I have seen some of the criticism in The Hindu to my article “Required, two tongues” (Op-Ed, September 20, 2012). I am a totally democratic person, and do not mind criticism at all. However, I would like to give my response:
(1) I have said that I am totally opposed to the imposition of Hindi in Tamil Nadu, or anywhere else for that matter. In the function at Anna University in Chennai, where I spoke recently, I advised Tamilians to learn Hindi. After my speech an elderly gentleman got up and said that Tamilians should not be compelled to learn Hindi, and English was good enough to be the link language in India. I replied that I was totally against any compulsion. If my suggestion that Tamilians should learn Hindi made sense to Tamilians, they should accept it, but if it did not make sense to them, they should reject it. Where is the compulsion? It is not fair to distort what I said.
(2) Tamil cannot be compared to Hindi, not because Hindi is superior to Tamil (I hold all languages in equal respect) but because it is much more widespread. Tamil is only spoken in Tamil Nadu, which has a population of 72 million. But Hindi is spoken not only in the Hindi belt, but in most non-Hindi states as a second language. In the Hindi belt there are 200 million people in Uttar Pradesh, 82 million in Bihar, 75 million in Madhya Pradesh, 69 million in Rajasthan, 27 million in Jharkhand, 26 million in Chhattisgarh, 26 million in Haryana, and seven million in Himachal Pradesh. Taking into account Hindi speakers in the non-Hindi belt in India (Punjab, West Bengal, Kashmir, Orissa, Assam and other North Eastern States,Telangana, etc), the number of Hindi speakers would be about 15 times that of Tamil speakers. Apart from that, Pakistanis (who number about 200 million) also speak Hindi, though they call it Urdu. How then can Tamil be compared with Hindi? Tamil is only a regional language, while Hindi is a national language. This is not because Hindi is superior to Tamil, but due to certain historical and social reasons.
(3) English is the link language only for the elite in India, and not for the common man. Anyone coming from Tamil Nadu to other parts of India will realise this. Without knowing Hindi he will experience great difficulty (in fact one of the Tamilian judges in the Supreme Court told me very recently that he had made a great mistake in not learning Hindi since he was finding it difficult in Delhi, but now he has started learning Hindi ).
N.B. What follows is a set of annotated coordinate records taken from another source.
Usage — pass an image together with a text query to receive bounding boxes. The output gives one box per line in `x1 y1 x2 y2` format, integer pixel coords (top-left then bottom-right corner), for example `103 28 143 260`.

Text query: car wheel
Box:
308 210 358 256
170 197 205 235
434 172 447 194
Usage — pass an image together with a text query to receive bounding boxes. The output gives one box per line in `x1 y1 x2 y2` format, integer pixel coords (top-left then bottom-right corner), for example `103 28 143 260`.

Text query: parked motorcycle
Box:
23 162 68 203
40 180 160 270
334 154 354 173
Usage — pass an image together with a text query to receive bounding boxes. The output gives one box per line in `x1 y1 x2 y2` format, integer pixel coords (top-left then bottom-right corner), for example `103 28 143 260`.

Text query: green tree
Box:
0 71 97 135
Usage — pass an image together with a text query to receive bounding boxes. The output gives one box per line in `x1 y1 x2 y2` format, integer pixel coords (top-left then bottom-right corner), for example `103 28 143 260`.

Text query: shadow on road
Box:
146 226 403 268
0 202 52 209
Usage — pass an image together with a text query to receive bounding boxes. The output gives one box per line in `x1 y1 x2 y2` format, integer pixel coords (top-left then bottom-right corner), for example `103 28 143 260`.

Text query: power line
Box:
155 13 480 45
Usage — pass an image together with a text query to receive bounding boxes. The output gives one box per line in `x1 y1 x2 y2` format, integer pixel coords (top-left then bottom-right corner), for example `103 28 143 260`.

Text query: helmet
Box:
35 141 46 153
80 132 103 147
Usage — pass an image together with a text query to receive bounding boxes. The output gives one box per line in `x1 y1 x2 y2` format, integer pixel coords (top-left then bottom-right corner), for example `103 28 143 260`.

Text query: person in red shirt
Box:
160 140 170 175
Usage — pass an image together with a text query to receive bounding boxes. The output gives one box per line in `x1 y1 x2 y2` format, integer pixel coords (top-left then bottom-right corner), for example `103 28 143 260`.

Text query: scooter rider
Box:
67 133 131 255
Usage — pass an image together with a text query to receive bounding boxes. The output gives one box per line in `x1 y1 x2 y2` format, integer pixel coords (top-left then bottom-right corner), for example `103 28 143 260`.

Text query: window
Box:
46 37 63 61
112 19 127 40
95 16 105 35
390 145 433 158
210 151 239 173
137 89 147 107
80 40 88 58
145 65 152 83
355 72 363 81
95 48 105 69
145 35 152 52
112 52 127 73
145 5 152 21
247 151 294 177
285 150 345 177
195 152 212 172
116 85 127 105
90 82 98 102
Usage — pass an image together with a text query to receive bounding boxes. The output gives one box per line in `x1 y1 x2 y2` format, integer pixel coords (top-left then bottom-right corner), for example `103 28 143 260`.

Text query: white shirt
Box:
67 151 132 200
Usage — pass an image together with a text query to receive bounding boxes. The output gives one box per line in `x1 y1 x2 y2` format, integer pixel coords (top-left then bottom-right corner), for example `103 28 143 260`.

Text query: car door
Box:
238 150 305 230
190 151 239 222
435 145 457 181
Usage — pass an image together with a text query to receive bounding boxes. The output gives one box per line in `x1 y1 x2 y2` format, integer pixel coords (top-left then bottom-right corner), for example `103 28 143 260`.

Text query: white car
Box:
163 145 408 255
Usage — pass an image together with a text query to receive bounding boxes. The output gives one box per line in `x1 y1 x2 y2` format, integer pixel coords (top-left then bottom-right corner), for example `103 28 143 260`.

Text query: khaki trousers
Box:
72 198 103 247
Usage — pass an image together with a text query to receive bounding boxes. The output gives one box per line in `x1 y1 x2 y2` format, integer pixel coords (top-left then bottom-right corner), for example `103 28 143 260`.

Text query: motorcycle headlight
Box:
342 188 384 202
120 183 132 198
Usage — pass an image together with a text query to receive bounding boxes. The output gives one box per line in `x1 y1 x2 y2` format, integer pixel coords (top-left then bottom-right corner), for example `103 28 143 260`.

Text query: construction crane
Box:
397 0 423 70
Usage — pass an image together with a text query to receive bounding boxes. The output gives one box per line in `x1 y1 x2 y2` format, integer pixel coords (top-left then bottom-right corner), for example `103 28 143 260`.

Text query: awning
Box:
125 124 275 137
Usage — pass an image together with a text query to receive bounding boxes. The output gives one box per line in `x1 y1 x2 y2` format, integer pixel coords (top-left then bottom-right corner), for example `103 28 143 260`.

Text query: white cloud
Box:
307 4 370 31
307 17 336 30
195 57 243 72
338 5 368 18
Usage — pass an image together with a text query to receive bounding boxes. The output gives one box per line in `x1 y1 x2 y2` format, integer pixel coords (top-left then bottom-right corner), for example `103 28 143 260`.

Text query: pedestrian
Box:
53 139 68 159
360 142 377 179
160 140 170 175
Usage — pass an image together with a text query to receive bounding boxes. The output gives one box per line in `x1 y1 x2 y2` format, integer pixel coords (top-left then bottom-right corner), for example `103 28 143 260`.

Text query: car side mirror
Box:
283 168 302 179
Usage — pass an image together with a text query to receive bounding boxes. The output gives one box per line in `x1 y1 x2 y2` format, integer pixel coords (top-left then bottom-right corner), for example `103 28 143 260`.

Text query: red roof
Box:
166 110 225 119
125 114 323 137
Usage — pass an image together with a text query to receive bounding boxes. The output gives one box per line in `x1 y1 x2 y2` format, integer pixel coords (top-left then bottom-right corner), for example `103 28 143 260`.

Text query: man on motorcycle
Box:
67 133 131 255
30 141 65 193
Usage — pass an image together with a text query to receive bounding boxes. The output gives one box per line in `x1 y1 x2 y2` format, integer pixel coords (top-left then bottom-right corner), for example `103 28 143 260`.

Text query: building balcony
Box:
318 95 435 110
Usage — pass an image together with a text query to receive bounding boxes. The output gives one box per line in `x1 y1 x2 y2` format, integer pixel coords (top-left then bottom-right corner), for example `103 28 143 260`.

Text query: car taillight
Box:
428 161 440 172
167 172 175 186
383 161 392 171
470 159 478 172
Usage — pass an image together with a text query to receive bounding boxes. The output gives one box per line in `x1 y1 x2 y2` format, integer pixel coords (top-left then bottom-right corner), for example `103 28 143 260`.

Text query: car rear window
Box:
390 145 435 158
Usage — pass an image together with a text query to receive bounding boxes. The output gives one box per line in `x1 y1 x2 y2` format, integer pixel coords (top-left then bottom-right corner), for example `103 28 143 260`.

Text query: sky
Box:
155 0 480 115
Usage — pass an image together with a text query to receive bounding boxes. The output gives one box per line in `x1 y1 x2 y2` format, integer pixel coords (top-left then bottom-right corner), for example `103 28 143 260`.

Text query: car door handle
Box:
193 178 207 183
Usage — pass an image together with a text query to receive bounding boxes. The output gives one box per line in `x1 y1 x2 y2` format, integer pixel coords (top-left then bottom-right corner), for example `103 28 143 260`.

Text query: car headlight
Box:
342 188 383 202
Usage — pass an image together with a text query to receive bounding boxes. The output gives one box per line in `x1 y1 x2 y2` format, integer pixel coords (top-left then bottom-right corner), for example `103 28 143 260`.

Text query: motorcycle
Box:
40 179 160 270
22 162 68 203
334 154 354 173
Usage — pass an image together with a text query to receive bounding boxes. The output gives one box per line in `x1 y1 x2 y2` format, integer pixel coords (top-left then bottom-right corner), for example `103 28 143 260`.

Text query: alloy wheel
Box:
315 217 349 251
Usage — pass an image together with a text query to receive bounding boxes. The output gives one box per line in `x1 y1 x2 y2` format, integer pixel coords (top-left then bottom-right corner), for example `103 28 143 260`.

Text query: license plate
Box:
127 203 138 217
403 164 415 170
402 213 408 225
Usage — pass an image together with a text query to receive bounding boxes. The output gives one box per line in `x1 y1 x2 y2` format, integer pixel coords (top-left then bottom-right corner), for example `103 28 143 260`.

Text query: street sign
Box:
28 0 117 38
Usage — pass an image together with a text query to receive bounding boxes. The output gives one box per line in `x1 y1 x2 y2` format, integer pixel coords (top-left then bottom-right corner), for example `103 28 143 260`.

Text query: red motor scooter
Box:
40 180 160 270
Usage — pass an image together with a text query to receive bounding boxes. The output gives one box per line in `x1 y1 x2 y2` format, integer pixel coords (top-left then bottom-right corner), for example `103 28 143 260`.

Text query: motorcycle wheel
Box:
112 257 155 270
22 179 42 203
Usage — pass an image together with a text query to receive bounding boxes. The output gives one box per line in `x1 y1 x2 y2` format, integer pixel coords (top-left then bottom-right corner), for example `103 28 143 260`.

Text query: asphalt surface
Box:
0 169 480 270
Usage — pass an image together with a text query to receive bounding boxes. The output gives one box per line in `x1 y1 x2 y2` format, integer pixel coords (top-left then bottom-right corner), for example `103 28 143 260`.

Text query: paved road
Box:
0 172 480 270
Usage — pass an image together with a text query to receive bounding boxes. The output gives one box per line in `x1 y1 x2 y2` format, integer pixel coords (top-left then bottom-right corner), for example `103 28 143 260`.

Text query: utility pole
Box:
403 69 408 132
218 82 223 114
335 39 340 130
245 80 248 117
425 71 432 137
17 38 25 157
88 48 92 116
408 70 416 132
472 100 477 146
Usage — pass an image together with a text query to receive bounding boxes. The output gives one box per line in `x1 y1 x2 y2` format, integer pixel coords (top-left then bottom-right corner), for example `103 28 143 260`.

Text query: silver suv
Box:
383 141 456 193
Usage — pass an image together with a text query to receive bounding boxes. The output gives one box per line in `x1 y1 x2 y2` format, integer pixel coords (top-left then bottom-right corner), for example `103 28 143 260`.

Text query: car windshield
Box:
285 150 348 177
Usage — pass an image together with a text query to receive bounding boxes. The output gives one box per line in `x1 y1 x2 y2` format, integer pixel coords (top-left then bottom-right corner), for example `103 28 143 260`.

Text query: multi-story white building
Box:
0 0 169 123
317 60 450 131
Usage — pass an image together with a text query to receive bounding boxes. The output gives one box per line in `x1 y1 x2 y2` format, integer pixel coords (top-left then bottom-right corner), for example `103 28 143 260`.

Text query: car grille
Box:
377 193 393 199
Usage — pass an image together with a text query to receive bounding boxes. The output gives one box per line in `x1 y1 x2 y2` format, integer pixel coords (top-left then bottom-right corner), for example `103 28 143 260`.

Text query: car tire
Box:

Only about five per cent of Indians know English (though I myself have appealed to people to learn English, since much of the knowledge of the world is in English, and I have strongly criticised those who say “Angrezi Hatao (abolish English”). In fact Hindi is already the link language for Indians, even for many South Indians, as I had explained in my article.
(4) When I was Chief Justice of the Madras High Court, I once went to a shop in Madurai. To my surprise I heard the Tamilian shopkeeper speaking to someone on the telephone in Hindi. Since I had picked up some Tamil I said to him, “Romba nalla Hindi pesreenga. Eppadi? (You are speaking such good Hindi. How is that?”) He replied, “Arasiyalle Hindi vendaamnu solvaanga, aanaa engalikku business pananum. Adnaal kathukitten. (Politicians say that we do not want Hindi, but we have to do business. So I have learnt Hindi”). I think this shopkeeper had more sense than those who oppose Hindi.
(5) I dislike both Hindi haters as well as those who wish to impose Hindi on Tamil Nadu and other States. The issue should be considered rationally, instead of emotionally. No one can dispute that Tamil is a great language, with great literary works like Tirukkural, Silapathiharam, Manimekhalai, Kambar Ramayanam, and in more recent times, the great poems of the nationalist poet Subramania Bharathi and many others. I fully support the demand that lawyers in the Madras High Court should be allowed to argue in Tamil (except before judges who have come on a transfer from other States), though judgments should be in English so that people from other States can read them. When in the Supreme Court, I would sometimes speak a few sentences in Tamil when a Tamilian lawyer appeared before me. I think I was the first Judge in the history of the Supreme Court to speak in Tamil in court.
I would appeal to Tamilians to once again consider my suggestion that they should learn Hindi. If my suggestion does not make sense, please reject it.